Rethinking India’s intermediary liability regime: The advent of intermediary-turned-publishers


The article argues that certain social media intermediaries may become publishers by design, with regards to the curation of the News feed, in the light of IT Rules, 2021.

[Ed note: This article has been written by Raghav Ahooja, a law graduate from RGNUL, This article has been coedited and co-ordinated by Ajitesh Arya, Gayatri Gupta from our student editorial board.]

While much of the discussion around the hotly-debated IT rules is centred around their constitutionality, commentators seem to have overlooked the devil-in-the-details: the unholy alliance of intermediary and publisher liability. This leads us to the problematically pioneering codification of intermediary-turned-publishers in a democratic setup.

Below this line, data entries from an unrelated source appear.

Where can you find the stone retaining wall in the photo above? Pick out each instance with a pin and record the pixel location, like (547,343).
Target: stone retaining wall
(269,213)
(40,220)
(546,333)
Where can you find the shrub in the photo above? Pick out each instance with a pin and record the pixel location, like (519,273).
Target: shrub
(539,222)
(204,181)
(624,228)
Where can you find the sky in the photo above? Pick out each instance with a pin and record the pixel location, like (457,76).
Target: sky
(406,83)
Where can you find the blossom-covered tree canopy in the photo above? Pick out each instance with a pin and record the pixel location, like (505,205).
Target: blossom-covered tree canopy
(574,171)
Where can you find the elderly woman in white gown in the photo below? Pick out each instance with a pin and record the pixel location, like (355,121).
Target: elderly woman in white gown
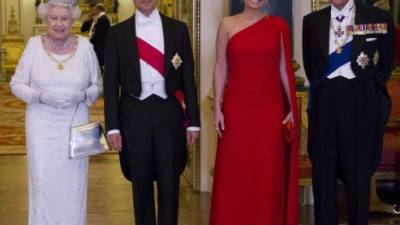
(57,74)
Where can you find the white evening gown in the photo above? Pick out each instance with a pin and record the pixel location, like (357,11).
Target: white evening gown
(57,185)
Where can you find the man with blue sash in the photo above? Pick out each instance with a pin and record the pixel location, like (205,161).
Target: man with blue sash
(348,53)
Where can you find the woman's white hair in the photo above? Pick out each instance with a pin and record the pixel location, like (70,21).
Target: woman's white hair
(44,8)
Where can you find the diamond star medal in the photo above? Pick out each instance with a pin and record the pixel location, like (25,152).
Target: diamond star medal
(363,60)
(176,61)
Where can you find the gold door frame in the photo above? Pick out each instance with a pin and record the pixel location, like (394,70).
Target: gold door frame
(319,4)
(188,11)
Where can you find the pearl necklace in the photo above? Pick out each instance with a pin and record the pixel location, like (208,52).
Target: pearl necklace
(60,63)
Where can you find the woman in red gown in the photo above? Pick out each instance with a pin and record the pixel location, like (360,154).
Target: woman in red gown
(256,165)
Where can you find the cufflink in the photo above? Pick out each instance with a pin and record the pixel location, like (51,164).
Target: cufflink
(363,60)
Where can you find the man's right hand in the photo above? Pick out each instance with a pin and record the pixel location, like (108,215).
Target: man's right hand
(115,141)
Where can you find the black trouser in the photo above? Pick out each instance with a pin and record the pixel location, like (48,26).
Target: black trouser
(154,150)
(339,156)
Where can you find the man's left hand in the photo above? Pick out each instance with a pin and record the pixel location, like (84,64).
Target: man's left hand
(191,136)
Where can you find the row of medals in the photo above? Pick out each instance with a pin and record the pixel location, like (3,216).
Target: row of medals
(340,31)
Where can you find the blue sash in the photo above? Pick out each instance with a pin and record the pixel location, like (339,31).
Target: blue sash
(335,61)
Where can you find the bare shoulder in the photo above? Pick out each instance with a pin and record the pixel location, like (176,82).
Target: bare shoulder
(228,22)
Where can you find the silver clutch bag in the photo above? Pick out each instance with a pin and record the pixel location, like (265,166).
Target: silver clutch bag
(87,140)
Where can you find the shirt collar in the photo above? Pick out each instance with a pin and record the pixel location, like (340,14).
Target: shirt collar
(100,15)
(346,11)
(154,18)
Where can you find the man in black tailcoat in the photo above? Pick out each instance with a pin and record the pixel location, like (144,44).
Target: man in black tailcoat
(348,52)
(151,107)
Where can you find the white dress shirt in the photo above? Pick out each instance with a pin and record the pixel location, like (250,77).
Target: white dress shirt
(149,28)
(347,12)
(94,23)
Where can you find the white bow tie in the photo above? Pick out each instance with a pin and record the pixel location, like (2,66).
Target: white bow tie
(142,21)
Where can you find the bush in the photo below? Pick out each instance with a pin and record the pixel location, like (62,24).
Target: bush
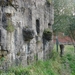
(47,34)
(28,34)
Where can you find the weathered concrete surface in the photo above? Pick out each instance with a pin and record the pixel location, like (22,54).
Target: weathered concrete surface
(34,14)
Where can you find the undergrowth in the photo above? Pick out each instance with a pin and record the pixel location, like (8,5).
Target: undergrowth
(55,66)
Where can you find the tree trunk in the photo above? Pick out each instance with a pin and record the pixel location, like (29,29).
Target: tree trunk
(74,48)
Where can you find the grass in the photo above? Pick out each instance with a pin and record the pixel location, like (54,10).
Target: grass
(55,66)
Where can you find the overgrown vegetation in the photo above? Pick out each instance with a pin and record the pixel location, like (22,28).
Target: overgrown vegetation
(55,66)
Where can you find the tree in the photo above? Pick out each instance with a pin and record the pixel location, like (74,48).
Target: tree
(70,30)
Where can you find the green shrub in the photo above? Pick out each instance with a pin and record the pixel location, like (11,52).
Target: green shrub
(47,34)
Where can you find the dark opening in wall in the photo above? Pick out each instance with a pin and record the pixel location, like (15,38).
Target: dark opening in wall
(37,26)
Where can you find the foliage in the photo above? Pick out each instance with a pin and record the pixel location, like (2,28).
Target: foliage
(63,9)
(47,34)
(55,66)
(10,28)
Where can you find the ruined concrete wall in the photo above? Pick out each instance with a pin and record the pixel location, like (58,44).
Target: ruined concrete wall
(31,15)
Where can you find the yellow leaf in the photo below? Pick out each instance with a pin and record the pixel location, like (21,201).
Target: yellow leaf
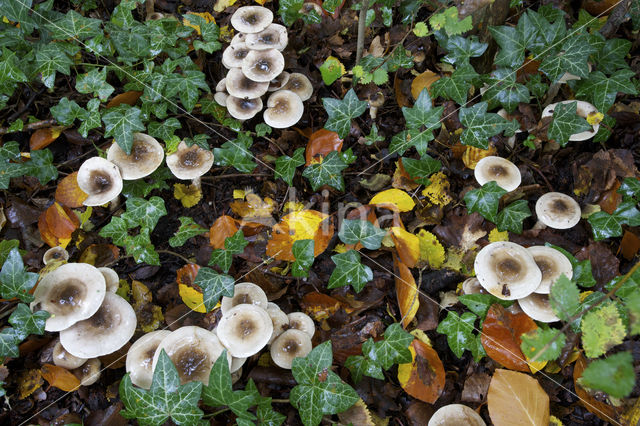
(396,197)
(431,251)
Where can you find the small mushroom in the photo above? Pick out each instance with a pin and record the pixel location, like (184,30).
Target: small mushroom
(55,253)
(273,37)
(244,330)
(284,109)
(251,19)
(290,345)
(557,210)
(507,270)
(552,264)
(263,65)
(100,179)
(537,306)
(193,350)
(303,322)
(109,329)
(71,293)
(301,86)
(502,171)
(240,86)
(140,357)
(146,156)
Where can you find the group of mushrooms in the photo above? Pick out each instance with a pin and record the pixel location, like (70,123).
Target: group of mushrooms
(256,66)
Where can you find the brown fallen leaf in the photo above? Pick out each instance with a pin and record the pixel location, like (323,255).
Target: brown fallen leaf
(517,399)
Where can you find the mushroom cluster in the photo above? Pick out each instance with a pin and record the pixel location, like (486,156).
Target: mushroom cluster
(256,66)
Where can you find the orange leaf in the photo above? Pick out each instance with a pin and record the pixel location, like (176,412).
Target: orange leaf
(68,193)
(424,377)
(322,143)
(517,399)
(224,227)
(501,333)
(60,378)
(300,225)
(43,137)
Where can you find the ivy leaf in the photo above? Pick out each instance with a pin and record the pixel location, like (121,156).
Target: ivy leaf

Introduction – harbour safe no more?

The Government of India notified the much-contested Information Technology (Intermediary Guidelines and Digital Media Ethics Code) Rules, 2021 (‘IT Rules’) earlier this year. These rules were issued primarily in furtherance of the rule-making powers of the Government under sections 69A and 79 of the Information Technology Act, 2000 (‘IT Act’) that deal with intermediaries and their conditional immunity.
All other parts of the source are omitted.